全国学力テストで校長名を公表2014年09月05日 22:43

 静岡県知事が小学校の全国学力テストで、全国平均を上回った学校の校長名を公表したという。

 その理由が「学力の問題は先生の責任であるとともに功績でもあることを理解してほしい。テストは受ける以上、結果は出すべきだ」というものだったという。

 なんとも首を傾げる理屈だと思う。テストの成績は、答案用紙に正解を記入したものの功績こそが第一。つまり子供こそが功績をあげた第一人者ではないのか。もちろん結果を出したのも、教師ではなく子どもたち自身だ。教師は子どもたちに結果を出すためのチャンスを与えたに過ぎない。

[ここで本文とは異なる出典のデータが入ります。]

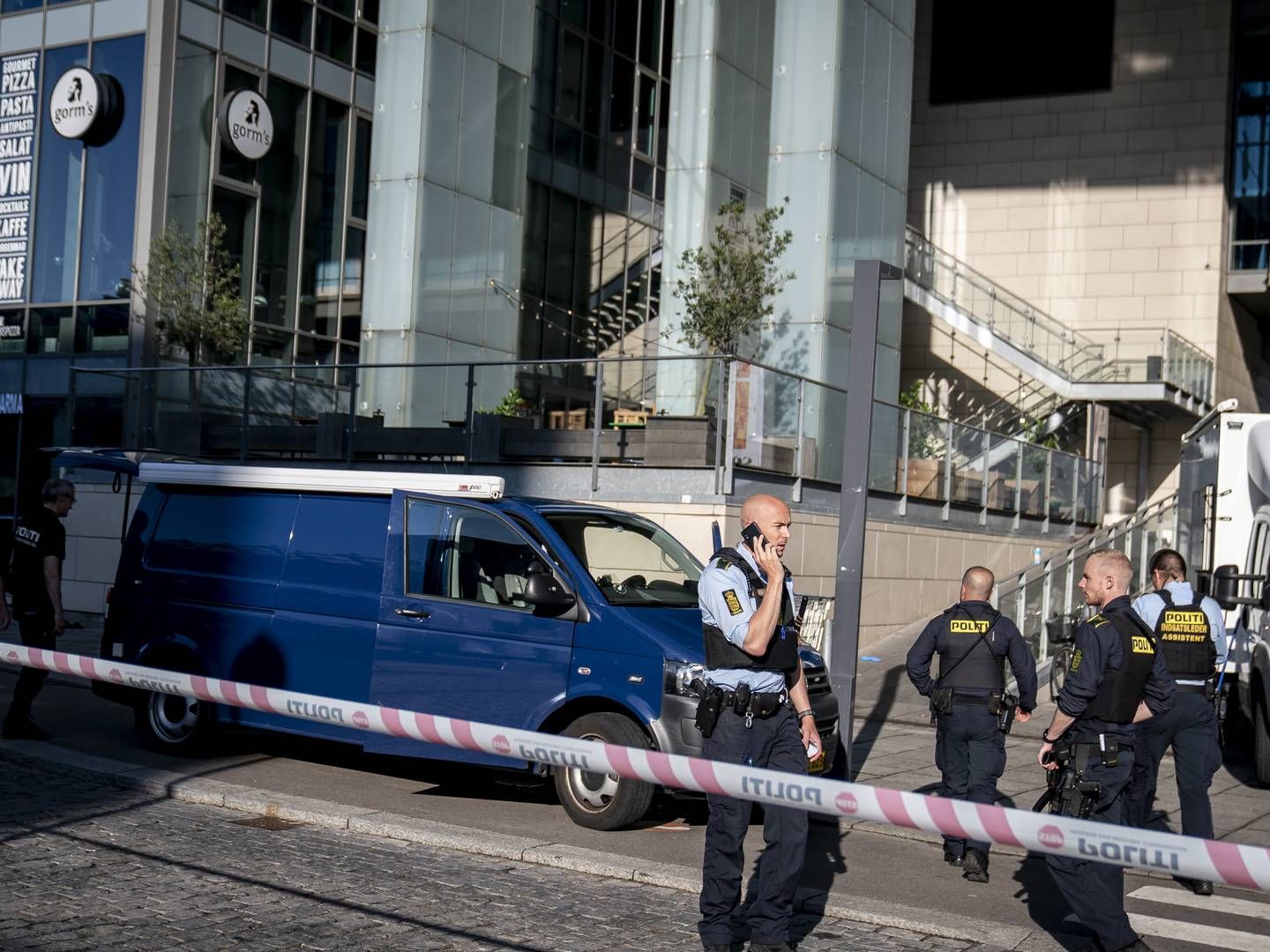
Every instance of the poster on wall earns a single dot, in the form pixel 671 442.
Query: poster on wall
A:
pixel 18 95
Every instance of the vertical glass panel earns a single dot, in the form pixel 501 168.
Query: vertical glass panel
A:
pixel 190 165
pixel 569 100
pixel 324 216
pixel 238 215
pixel 231 164
pixel 334 38
pixel 250 11
pixel 101 329
pixel 279 256
pixel 646 113
pixel 52 258
pixel 361 169
pixel 51 331
pixel 651 33
pixel 292 19
pixel 366 51
pixel 111 178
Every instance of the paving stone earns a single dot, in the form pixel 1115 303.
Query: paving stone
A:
pixel 88 865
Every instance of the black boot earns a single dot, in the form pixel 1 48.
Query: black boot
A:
pixel 975 865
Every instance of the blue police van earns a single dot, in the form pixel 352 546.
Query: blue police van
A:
pixel 430 593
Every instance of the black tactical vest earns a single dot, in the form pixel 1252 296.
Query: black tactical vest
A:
pixel 982 671
pixel 781 652
pixel 1185 637
pixel 1120 691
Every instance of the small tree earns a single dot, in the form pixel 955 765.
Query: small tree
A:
pixel 728 285
pixel 193 291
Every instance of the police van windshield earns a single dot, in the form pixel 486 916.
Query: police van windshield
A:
pixel 634 562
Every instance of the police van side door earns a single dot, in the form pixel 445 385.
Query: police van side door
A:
pixel 455 635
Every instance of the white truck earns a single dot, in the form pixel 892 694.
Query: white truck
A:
pixel 1223 531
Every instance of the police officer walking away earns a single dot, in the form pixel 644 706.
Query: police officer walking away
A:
pixel 973 641
pixel 756 711
pixel 38 550
pixel 1117 678
pixel 1192 636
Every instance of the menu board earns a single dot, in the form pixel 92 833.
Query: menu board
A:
pixel 18 97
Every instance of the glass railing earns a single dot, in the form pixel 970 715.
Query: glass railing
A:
pixel 597 413
pixel 1133 354
pixel 1044 598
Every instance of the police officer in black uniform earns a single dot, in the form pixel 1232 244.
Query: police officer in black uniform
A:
pixel 756 711
pixel 973 641
pixel 1117 678
pixel 1192 636
pixel 38 550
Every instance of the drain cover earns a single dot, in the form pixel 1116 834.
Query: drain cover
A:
pixel 267 822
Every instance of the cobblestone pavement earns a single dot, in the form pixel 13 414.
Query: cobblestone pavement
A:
pixel 86 866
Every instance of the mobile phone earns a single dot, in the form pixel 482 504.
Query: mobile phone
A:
pixel 751 534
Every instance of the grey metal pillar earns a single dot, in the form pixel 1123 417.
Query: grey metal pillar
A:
pixel 854 502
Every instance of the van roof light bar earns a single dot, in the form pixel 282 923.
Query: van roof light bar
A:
pixel 365 481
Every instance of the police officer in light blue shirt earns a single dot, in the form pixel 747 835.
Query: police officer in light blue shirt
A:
pixel 764 718
pixel 1192 636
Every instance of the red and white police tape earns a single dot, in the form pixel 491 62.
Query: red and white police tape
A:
pixel 1044 833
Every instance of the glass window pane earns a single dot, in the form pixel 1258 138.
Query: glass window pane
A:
pixel 238 215
pixel 646 108
pixel 334 38
pixel 279 256
pixel 52 258
pixel 651 33
pixel 190 165
pixel 324 217
pixel 111 178
pixel 294 20
pixel 569 101
pixel 231 164
pixel 250 11
pixel 101 328
pixel 51 331
pixel 366 51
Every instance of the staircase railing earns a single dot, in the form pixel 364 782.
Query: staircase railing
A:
pixel 1044 598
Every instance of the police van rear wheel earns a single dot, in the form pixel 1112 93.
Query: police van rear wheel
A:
pixel 176 724
pixel 603 801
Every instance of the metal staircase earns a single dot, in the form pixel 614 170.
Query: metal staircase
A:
pixel 1146 371
pixel 1044 599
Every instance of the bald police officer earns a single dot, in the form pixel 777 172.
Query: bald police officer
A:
pixel 973 641
pixel 1117 678
pixel 1192 635
pixel 762 718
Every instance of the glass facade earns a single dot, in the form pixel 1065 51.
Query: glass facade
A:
pixel 594 210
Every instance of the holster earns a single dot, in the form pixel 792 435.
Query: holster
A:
pixel 707 711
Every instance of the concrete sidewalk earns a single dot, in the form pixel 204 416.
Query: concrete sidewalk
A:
pixel 894 747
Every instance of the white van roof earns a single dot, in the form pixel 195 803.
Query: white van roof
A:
pixel 367 481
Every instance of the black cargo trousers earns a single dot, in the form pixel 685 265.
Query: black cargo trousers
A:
pixel 775 743
pixel 37 631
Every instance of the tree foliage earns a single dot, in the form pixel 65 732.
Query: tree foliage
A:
pixel 728 285
pixel 193 292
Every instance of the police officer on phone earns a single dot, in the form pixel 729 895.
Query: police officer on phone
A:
pixel 1117 678
pixel 1192 636
pixel 756 711
pixel 969 703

 立派な授業をしたから、子どもたちが答案用紙に正解を書くとは限らない。そんなに甘い話が通用するなら、全国統一の「学習指導要領」に則って、右に倣えで授業をしているどの教員からでも平等に「正解を書く」チャンスを与えられているはずの子どもたちは、みんな高得点を取るはずだ。だが、現実に同じ授業を受けていても、子どもたちの答案の得点は同じにはならない。学力は啐啄同時が基本。教師だけがテストでの高得点の功績を得られるはずはなく、成績は子どもたちに強く依存する。(もちろん教員の側に問題があっても成績は出ないが…)

 ましてや校長を顕彰するなど、お門違いではないかと思う。まず顕彰するなら、見事な学力を身に付けることが出来た子どもたちこそが顕彰されるべきだし、子どもたちに学力を身に付けるチャンスをきちんと与えた現場教員が次に顕彰されるべきだ。もっとも、子どもに学力を身に付けるチャンスを与えるのは教員の職責なのだから、これは当たり前の仕事をしているに過ぎない。せいぜい「慰労」と言ったところで十分だろう。

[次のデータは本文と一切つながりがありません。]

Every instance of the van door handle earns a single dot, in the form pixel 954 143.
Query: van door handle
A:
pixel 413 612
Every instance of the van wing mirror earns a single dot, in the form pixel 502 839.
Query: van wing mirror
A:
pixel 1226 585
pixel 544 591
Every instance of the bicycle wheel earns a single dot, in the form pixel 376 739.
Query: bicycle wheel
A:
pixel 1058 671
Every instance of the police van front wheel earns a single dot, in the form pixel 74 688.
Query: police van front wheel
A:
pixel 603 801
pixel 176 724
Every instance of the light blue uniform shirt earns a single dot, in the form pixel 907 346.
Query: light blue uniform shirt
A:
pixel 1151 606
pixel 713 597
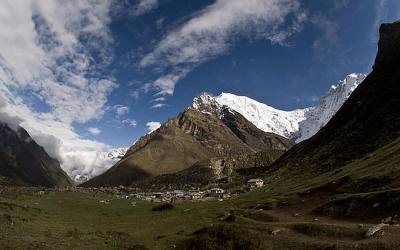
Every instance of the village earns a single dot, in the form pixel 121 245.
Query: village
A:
pixel 174 196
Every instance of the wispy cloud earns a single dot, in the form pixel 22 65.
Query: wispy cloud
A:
pixel 130 122
pixel 213 30
pixel 121 110
pixel 152 126
pixel 94 131
pixel 135 9
pixel 46 49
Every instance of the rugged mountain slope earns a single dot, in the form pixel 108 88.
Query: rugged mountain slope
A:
pixel 298 124
pixel 23 162
pixel 191 137
pixel 367 122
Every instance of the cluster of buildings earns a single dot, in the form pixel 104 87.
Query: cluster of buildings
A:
pixel 180 195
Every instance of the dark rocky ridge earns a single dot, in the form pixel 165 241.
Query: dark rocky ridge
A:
pixel 368 120
pixel 24 163
pixel 190 138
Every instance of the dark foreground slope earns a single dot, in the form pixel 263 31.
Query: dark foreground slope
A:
pixel 190 138
pixel 24 162
pixel 369 119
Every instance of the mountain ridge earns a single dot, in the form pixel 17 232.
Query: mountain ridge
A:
pixel 25 163
pixel 298 124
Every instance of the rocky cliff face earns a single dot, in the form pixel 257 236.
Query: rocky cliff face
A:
pixel 23 162
pixel 297 125
pixel 367 122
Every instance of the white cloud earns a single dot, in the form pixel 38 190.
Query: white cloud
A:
pixel 144 6
pixel 140 7
pixel 213 30
pixel 94 131
pixel 130 122
pixel 46 50
pixel 121 110
pixel 158 105
pixel 151 126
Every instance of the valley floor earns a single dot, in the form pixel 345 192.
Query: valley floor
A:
pixel 30 219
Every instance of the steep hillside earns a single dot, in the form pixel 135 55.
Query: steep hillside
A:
pixel 298 124
pixel 367 122
pixel 191 137
pixel 25 163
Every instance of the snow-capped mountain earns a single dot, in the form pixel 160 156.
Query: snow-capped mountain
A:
pixel 115 154
pixel 298 124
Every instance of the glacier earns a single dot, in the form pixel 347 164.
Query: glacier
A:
pixel 299 124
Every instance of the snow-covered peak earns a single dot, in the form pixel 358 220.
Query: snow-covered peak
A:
pixel 298 124
pixel 263 116
pixel 116 153
pixel 206 103
pixel 318 116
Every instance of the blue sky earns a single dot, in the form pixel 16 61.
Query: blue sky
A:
pixel 88 76
pixel 338 38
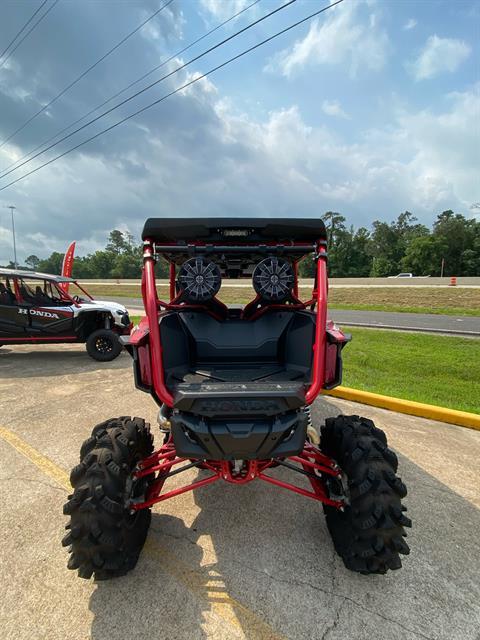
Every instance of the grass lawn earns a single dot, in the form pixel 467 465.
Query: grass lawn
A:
pixel 433 369
pixel 438 300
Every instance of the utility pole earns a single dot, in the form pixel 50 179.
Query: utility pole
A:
pixel 12 209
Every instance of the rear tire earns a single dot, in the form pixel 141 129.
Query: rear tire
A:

 校長は管理職として、教員が「子供に学力を身につけるチャンスを与える業務に教員を専念させることができる経営能力」を顕彰…いや、これも校長の職責なのだから、やはり「慰労」止まりだろう。

 当たり前の職責を果たした人間を、ことさら「顕彰」する意味は、当たり前の職責を果たす人間が希少性を持っているということに他ならない。ないしは「当たり前の職責」を果たすことが非常に困難な状況がある場合も同様。これは任命権者に大きな問題がある状態と言える。公立学校の教員の最高任命権者と言えば…

 学力を身に付けるのは「子ども自身」だ。それを基準に「校長」を顕彰する、つまり人事評価するという発想は、子どもの学力を校長や教員の人事査定の道具にすること、つまり教育の視線が子どもではなく教員の評価に向いていることの証左だ。「うちの学校の生徒の成績がいいのは、教員が偉いからだ」なんて、こんな傲慢な話などありえない。「うちの学校の生徒の成績がいいのは、生徒が素晴らしいからだ」となるべきだ。今回の県知事の見解の根底には、教育に対する大きな倒錯があるように思えてならない。

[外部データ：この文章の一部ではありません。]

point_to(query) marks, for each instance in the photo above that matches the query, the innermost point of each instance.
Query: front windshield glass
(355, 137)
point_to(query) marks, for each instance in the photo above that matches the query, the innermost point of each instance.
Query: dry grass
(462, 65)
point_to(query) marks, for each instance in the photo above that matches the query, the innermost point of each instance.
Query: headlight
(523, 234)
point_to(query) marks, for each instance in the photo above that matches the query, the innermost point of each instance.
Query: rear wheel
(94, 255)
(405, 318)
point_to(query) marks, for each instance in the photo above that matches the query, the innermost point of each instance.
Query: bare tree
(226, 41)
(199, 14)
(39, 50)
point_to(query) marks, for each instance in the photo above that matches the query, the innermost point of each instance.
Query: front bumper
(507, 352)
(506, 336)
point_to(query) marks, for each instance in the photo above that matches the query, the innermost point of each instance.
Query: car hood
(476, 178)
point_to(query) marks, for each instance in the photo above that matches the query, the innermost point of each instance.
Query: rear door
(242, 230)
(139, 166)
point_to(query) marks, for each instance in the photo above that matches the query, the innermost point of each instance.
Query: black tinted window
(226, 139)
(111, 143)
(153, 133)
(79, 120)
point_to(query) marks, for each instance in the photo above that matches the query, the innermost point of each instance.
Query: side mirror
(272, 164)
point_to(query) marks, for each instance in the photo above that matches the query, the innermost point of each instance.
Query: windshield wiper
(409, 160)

 吉田松陰は明治維新の中核を担う人材を多く教育した教育者だが、当の本人は明治維新を見ることなく獄死した。教育者が第一線を去り、この世を去った後にこそ、その教育を受けた世代の真価が問われ、その延長線上に教育者の真価が問われる。教育は国家百年の計であり、たかが教員の勤務年数内という短期間に過大な評価や顕彰などが行われるべきではない。このような内輪の我ぼめは、大企業病や官僚主義の典型的な症状でもある。

 静岡県知事のこのような浅薄な考慮による顕彰に最も迷惑しているのは、顕彰された校長自身ではないのだろうか。文部科学省を全面的に応援しているわけではないが、今回の文部科学省の怒りは、メンツ云々を考慮に入れなければ、至極もっともなものだと思う。